What I don't understand is how to manipulate the translation values.
For rotation of a quaternion, no problem.
For a vector v, an axis vector x, and an angle a:
q = cos(a/2) + x sin(a/2)
To rotate the vector:
v' = qvq^-1
For multiple rotations, you can apply the transformations to the quaternion, and only when you have the final rotation do you have to apply it to the data. This is why matrix transformation is so nice in 3d graphics systems.
Ok, so now if translation enters into it, what do I do?
A given vector transformation is:
T = (tx,ty,tz)
v' = qvq^-1 + T
If I want to apply a rotation and translation operation to this, I would have to modify T and q. What should the result be?
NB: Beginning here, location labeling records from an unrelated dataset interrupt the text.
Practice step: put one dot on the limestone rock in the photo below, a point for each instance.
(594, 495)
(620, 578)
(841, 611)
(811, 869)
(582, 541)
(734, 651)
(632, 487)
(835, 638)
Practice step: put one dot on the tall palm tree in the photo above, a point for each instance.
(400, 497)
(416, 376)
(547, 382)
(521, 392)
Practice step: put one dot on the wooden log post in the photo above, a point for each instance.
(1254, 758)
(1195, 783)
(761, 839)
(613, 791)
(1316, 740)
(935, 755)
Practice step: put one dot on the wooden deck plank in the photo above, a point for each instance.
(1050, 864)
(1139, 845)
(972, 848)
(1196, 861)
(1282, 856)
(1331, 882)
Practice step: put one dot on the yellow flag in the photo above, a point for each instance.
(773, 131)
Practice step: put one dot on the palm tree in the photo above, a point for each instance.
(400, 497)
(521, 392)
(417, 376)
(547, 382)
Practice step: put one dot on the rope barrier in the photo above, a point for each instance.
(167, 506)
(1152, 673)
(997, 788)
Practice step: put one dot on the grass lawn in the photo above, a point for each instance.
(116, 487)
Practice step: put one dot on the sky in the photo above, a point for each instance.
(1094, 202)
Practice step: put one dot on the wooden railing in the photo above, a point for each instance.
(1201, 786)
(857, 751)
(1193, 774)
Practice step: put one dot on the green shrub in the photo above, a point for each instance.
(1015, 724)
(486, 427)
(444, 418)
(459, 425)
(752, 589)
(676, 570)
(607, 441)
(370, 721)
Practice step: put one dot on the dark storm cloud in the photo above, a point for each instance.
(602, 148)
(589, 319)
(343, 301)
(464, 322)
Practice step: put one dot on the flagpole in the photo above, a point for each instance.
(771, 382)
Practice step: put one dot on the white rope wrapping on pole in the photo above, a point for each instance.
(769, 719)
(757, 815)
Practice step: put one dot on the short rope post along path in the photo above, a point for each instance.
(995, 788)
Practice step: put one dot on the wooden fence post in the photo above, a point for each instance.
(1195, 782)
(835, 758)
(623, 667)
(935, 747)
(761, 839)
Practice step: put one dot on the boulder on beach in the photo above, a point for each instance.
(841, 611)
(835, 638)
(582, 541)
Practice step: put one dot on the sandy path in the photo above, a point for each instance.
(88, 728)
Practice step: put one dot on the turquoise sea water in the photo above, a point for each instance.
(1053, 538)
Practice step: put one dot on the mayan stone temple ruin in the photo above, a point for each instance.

Well, I don't know quaterions from Adam, but I do know that these are linear operations. So if you have one (rotate,translate) operation (q,T), and another (r,U), and you apply them in that order, the total transformation is:
r(qvq^-1 + T)r^-1 + U
Distribute r over the stuff in parens from the left:
(rqvq^-1 + rT)r^-1 + U
Then distribute r^-1 from the right:
rqvq^-1r^-1 + rTr^-1 + U
And re-arrange slightly:
= (rq)v((rq)^-1) + (rTr^-1 + U)
So this composition is equivalent to a single (rotate,translate) of (rq, rTr^-1 + U). And if you can compose 2 of them, you can compose N of them.
Does this help at all, or did I misunderstand the question?